Why Salesforce Tried To Acquire Twitter

When a stock is undervalued, one of the more intelligent things that a management team can do is repurchase the stock. If a stock is worth x but trading at 0.85x, a stock repurchase gives you an immediate 15% return (on this, reality is harsher than theory because corporate executives are biased to always think that their stock is worth more than the market quotation suggests.)

When a stock is overvalued, the intelligent course of action is to acquire other companies and issue your own stock as compensation. This is because part of the value that you are transferring will soon prove illusory. If your stock is worth x but is trading at 1.15x, a stock merger will really cost you 15% less than a cash merger.

This is why you cannot possibly answer questions like “Is it wise to accept stock when I sell my company?” in the abstract because it hinges upon the quality, growth, and valuation of the business doing the issuing stock. Selling your shoe business for undervalued Berkshire Hathaway stock in the early 1990s? Highly intelligent. Selling your Ohio pipeline for highly overvalued Enron stock in the mid-1990s? Not so much.

The risk of stock mergers that involve the issuance of overvalued stock is that many of the factors that make something get overvalued are the same factors that would make a target company be willing to give up their own business for an ownership stake in the acquirer.

There has been a lot reported about why Salesforce.com wanted to acquire Twitter, and the common narrative suggested that Salesforce.com wanted to expand beyond cloud computing and task management and make a statement entrance into the world of social media.

Perhaps there is something to that, but the story I see is one involving an overvalued company eager to issue its own stock to fund an acquisition.

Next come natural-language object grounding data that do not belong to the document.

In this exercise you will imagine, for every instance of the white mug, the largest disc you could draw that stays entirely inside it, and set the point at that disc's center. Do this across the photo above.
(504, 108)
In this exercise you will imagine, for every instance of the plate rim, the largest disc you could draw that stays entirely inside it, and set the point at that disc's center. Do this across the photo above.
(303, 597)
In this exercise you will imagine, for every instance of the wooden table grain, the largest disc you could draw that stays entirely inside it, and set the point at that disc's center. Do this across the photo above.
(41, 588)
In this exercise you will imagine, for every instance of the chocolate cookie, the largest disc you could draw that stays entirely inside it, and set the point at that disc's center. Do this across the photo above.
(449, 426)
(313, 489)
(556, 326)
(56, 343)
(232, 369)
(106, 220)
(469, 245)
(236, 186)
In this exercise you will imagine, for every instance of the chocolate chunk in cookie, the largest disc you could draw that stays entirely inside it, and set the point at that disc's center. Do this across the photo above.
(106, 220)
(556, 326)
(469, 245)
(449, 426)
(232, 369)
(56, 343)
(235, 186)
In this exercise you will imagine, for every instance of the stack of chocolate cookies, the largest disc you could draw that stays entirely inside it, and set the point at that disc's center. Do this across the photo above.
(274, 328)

Salesforce.com regularly trades in the $70-$75 per share range which is a valuation of $50 billion.

The catch is that the company has lost money for the previous five years, and is only expected to make around $0.40 per share in profits next year. That’s a P/E ratio of 185 for a company worth tens of billions of dollars!

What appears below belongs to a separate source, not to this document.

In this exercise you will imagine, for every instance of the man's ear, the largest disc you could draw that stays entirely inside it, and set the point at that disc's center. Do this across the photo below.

The highest ten-year earnings projections call for Salesforce.com to earn $1.50 per share by 2026. That is almost 49x optimistic earnings projections a decade from now! No wonder Snapchat wants to have an IPO now. Like a lot of other social media companies, Salesforce.com is enjoying this moment of the sector’s fashionability where people are so optimistic about future profits that they are willing to bake in years and years of double-digit growth into the current stock price.

It makes sense that LinkedIn chose Microsoft as its suitor rather than Salesforce.com earlier this year. It is all cash, so you know that the $26.2 billion deal is actually giving you $26.2 billion in value. That is highly favorable compared to whatever stock option that Salesforce.com would have offered with its own shares that are trading at a higher value than deserved.

You might be wondering: Why does it matter if the stock is overvalued? Can’t you just turn around and sell it? The answer is that, a lot of times, there are investors that own stakes in the business that are many times the daily volume. If you try to sell a couple hundred million instantly, you will sway the market and bring it down. The largest shareholders need to rely upon a scheduled selling program that can take 2-3 years. That time represents the risk of a highly overvalued stock returning to fair value (for people with a few hundred shares of stock, this is much less of a consideration as you have quick liquidation options.)

Because there is so much variance in projections for Salesforce.com’s future, it is hard to peg a current fair value on the company. Depening on whether it grows at 12% or 18% for a decade, you could be looking at valuation ranges between $20 and $34 per share (compared to the market quote in the $70-$75 range.)

Since we are not sacrificing much in accuracy by oversimplifying, let’s say that Salesforce.com is trading at double its fair valuation. Given that Twitter trades at $12 billion, it could probably be acquired for $16 billion. If Salesforce.com used its stock to make the deal, it would really only be transferring $8 billion in long-term value so it would effectively be getting a half-priced discount on Twitter. This acquisition was an opportunity to get one of the big three social media platforms at ⅔ of its pre-existing value.

You can see why Salesforce.com spent some significant time mulling over a deal. When your stock is trading at twice the price it is worth, any merger that involves the issuance of stock means that you will be looking back on that acquisition in ten years and thinking “I got a 50% discount by issuing Salesforce.com stock instead of paying for the business outright.” The losers in this scenario are the large shareholders of the acquired company that cannot sell the acquirer’s stock readily, and the small investors that hold onto the overvalued acquirer’s stock for the long haul.

But Salesforce.com was wise to flirt with LinkedIn and Twitter, and it would be wise to make an acquisition that involves the issuance of stock while the price remains in the $70s. From the perspective of management, undervalued stock is for repurchases and overvalued stock is for acquisitions, and it is wise of Salesforce.com’s management team to act accordingly on the latter.

Originally posted 2016-10-19 05:00:18.